Getting back to songwriting, you have said you were uninspired for along time and something inspired you. What was it?

A boy actually. A boy sort of came around at the right place and the right time and he’s become a really dear, dear friend to me, but I fell in love with him and it was a tortured and horrible one-sided thing. And I think I used that on purpose for subject matter. Of course all the songs aren’t about one boy. They’re about feelings about myself, reflected through the prism of romantic pain and other sorts of pain. Like all good rock songs they have a longing to be one with myself and with another.
Linda brought me a guitar in rehab – it’s funny you go away for 90 days and you’d be amazed at how many people don’t think you want visitors or friends. She brought me a guitar and said you need to write all the Doll Parts and Miss Worlds you used to write. So I had a little Panasonic tape machine I borrowed from a friend since I couldn’t afford one and I started to write. Sunset Marquis was first. I mostly wanted to make a tape of these songs and send them to this boy to let him know what he had meant to me. I didn’t really care about anything else. My ambition was nonexistent and so was my confidence. I wasn’t writing for an audience, I was writing to this boy and I can’t communicate well in any other medium but songwriting – and sometimes my acting.
I started chanting again as well and was getting about a song a day. As long as I chant an hour a day things go really, really well – half an hour nothing bad happens – but an hour something miraculous always happens.

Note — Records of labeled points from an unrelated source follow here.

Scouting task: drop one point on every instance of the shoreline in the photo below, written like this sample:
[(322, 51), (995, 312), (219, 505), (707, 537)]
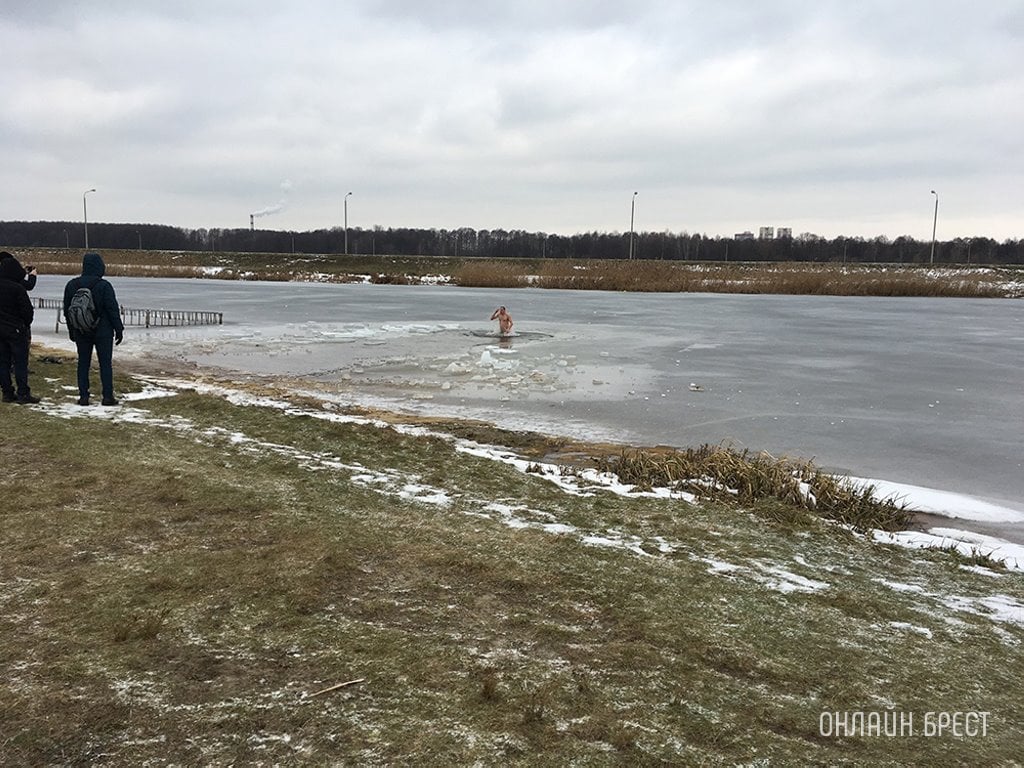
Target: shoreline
[(987, 528)]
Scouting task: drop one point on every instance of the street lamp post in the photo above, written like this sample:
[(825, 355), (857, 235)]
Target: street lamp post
[(633, 208), (346, 221), (85, 217)]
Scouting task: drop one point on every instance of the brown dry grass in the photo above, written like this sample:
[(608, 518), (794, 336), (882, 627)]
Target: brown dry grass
[(836, 280)]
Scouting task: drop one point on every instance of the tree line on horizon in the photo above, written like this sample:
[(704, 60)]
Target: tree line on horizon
[(467, 242)]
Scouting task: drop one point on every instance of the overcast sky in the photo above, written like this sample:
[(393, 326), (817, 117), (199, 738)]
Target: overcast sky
[(834, 118)]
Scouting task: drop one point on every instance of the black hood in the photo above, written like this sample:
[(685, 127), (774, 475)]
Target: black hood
[(92, 265), (10, 268)]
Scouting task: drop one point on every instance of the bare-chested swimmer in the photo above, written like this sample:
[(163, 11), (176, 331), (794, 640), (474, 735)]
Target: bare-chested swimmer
[(504, 321)]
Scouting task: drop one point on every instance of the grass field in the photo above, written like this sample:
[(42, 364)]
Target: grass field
[(836, 279), (182, 579)]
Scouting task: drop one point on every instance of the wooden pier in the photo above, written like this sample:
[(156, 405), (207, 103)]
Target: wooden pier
[(143, 317)]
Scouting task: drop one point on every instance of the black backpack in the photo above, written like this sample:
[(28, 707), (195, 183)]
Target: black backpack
[(82, 314)]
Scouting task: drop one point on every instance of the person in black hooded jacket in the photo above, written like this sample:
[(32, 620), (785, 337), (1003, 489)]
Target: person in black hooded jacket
[(109, 332), (15, 321), (29, 281)]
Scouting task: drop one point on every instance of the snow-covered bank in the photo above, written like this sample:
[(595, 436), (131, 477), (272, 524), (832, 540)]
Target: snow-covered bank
[(943, 503)]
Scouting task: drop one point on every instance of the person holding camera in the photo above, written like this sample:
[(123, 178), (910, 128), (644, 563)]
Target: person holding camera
[(29, 281), (16, 314)]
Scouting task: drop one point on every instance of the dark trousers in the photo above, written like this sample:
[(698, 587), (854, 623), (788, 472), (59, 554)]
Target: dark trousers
[(103, 344), (14, 354)]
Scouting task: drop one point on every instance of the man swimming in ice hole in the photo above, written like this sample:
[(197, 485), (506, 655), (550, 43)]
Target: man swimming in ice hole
[(504, 321)]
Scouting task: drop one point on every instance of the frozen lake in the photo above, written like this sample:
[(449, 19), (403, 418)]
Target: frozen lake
[(922, 391)]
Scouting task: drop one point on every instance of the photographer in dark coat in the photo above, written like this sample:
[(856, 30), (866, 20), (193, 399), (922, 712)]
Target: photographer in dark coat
[(109, 332), (15, 321), (29, 281)]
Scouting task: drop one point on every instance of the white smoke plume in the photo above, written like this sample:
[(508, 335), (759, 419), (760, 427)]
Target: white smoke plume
[(286, 188)]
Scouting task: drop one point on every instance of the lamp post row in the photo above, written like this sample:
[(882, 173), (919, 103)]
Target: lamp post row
[(85, 217), (633, 205)]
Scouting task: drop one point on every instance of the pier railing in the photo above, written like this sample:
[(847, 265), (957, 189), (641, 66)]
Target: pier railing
[(143, 317)]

I first played these songs for Corgan and he was in the studio with me. A friend owns one of the most famous studios in the world, The Village, and he let me come at night for free – and we fucked around our first demo at Thanksgiving. It wasn’t much of anything but it had some good ideas. You would have had to be a genius to go from there to where we are now. At Christmas I wrote Pacific Coast Highway – on Christmas Day in some shit hotel room at the W. Of course I thought the first demo was genius and sent it to anyone and everyone but it wasn’t. It was chasms away from the level we’re at now, but I remained really inspired by this boy and now that we’ve done the last track I can’t FIND him in me to write about anymore making me know that I used him in all kinds of ways. He was a really good muse and I got into a dysfunctional ridiculous relationship with him so I could reflect my own problems in these songs. Neil Young once said that he cocked up his relationships on purpose before writing a record and it’s putting the voices of your heart back together. That’s the daunting part now that all the emotion has been expressed about this thing. About how dirty girls get clean… The answer? Love and probably lots of sex too. I have to do all the washing up in my personal life.
I wrote a song about Edward on this one. I will admit that but don’t ask me which one. He just really has been there for me and I really was inspired by him as always.
Some songs literally hurt to sing and I would cry singing them even take after take. If the title “Blood on the Tracks” wasn’t taken and, well, if I could think of a title that good I’d call this record that.